Todos lo sabemos: el 11 de septiembre fue un hasta aquí y un a partir de aquí con una cicatriz profunda y dolorosa que partió al mundo. Lo sabemos: estrellar esos aviones era atentar contra el sistema financiero, contra el sistema de seguridad nacional, contra la razón estadounidense, contra sus símbolos... Tanto se ha dicho, tanto se ha escrito, tanto convenimos, asentimos.
Pero estar bajo esos rascacielos me hace entender ese otro lado de la urdimbre, la psicología colectiva que se vio tocada de forma traumática.
Esta civilización erigió esos edificios interminables, que se mantienen en pie como gigantes; esta civilización aprendió a vivir a los pies de esas bestias que han sido domesticadas por el canto de la gente que abajo va y viene, charla, trabaja, duerme. Era un pacto respetado por generaciones: nosotros los erigimos y habitamos, ustedes nos protegen y respetan. Y un día ese pacto se rompió. Lo inesperado sucedió: el colapso de dos gigantes, la tragedia, la muerte, el desfallecimiento de acuerdos e ideales, de orgullos y superioridades.
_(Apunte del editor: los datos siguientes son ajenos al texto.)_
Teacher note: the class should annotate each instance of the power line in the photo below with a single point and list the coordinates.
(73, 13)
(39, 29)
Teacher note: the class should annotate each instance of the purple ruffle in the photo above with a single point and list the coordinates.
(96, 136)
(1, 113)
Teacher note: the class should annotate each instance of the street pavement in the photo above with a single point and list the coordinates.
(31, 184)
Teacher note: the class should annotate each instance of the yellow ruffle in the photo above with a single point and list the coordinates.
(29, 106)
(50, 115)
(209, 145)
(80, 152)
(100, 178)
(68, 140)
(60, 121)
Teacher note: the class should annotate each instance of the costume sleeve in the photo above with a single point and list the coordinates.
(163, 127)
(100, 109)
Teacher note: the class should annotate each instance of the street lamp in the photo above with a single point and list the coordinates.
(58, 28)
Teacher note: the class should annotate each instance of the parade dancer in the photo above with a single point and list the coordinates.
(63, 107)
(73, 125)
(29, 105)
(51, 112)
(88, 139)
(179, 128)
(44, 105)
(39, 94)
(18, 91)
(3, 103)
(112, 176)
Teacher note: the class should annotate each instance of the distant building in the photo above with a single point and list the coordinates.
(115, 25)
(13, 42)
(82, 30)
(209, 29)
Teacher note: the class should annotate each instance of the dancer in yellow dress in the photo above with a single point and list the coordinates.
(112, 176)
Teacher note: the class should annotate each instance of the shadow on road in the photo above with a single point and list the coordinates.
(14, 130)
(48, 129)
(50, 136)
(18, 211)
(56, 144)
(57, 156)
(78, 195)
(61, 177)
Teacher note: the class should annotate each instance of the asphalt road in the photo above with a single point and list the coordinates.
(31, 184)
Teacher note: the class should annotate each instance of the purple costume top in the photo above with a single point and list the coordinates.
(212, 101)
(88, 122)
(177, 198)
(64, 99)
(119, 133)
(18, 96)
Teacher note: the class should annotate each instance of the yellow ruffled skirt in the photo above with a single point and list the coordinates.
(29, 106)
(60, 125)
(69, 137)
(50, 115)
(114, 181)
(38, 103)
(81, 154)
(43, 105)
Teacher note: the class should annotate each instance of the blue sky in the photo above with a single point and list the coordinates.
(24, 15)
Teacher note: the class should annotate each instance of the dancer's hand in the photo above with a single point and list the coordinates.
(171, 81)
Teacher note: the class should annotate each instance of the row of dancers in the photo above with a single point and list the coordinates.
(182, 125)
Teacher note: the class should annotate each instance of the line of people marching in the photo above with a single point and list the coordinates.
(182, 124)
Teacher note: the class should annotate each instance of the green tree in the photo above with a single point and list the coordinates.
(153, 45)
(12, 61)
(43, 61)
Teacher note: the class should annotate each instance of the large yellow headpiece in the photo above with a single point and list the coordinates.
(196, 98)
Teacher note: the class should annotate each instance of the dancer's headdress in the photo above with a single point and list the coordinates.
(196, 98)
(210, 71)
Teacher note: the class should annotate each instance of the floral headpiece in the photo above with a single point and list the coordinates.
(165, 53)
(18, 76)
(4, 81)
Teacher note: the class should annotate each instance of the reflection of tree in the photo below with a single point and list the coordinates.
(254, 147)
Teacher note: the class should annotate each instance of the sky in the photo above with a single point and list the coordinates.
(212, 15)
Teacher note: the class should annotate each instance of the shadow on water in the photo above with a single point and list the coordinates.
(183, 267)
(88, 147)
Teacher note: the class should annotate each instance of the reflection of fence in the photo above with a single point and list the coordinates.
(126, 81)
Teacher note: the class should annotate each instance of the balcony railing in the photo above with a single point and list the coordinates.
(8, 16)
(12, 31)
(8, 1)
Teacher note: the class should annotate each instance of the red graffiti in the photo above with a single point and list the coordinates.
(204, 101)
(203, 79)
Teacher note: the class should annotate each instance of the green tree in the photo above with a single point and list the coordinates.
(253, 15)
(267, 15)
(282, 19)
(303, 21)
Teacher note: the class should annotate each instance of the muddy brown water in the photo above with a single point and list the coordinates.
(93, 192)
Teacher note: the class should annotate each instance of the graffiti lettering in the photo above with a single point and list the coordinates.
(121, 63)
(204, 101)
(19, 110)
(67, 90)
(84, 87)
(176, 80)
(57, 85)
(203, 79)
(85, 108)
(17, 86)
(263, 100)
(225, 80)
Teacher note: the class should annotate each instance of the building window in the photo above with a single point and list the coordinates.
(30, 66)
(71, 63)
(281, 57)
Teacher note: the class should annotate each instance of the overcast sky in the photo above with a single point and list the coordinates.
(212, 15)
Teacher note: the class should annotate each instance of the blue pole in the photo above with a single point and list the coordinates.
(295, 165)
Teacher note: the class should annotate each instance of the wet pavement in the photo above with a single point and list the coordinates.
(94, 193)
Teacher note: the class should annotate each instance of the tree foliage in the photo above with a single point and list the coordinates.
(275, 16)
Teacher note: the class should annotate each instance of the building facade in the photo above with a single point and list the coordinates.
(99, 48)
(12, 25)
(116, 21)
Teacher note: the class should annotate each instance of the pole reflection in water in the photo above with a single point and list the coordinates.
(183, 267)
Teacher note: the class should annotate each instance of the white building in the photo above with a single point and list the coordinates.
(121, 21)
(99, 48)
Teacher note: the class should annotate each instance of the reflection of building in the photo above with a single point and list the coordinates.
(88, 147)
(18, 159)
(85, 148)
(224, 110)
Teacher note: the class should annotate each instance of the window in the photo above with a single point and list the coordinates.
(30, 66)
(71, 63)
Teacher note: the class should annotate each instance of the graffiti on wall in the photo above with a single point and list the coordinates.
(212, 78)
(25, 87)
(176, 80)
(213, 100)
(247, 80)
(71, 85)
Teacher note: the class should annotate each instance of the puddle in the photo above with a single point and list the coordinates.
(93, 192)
El fin de la preeminencia.
Lo entiendo cuando camino por las calles de Nueva York ensombrecida por esas moles de cemento y hierro, lo entiendo cuando me siento atemorizada y a la vez protegida por esas bestias que inmóviles miran los cielos, lo entiendo cuando se respira que ese 11 de septiembre es La Fecha, El Hecho, Lo Hecho.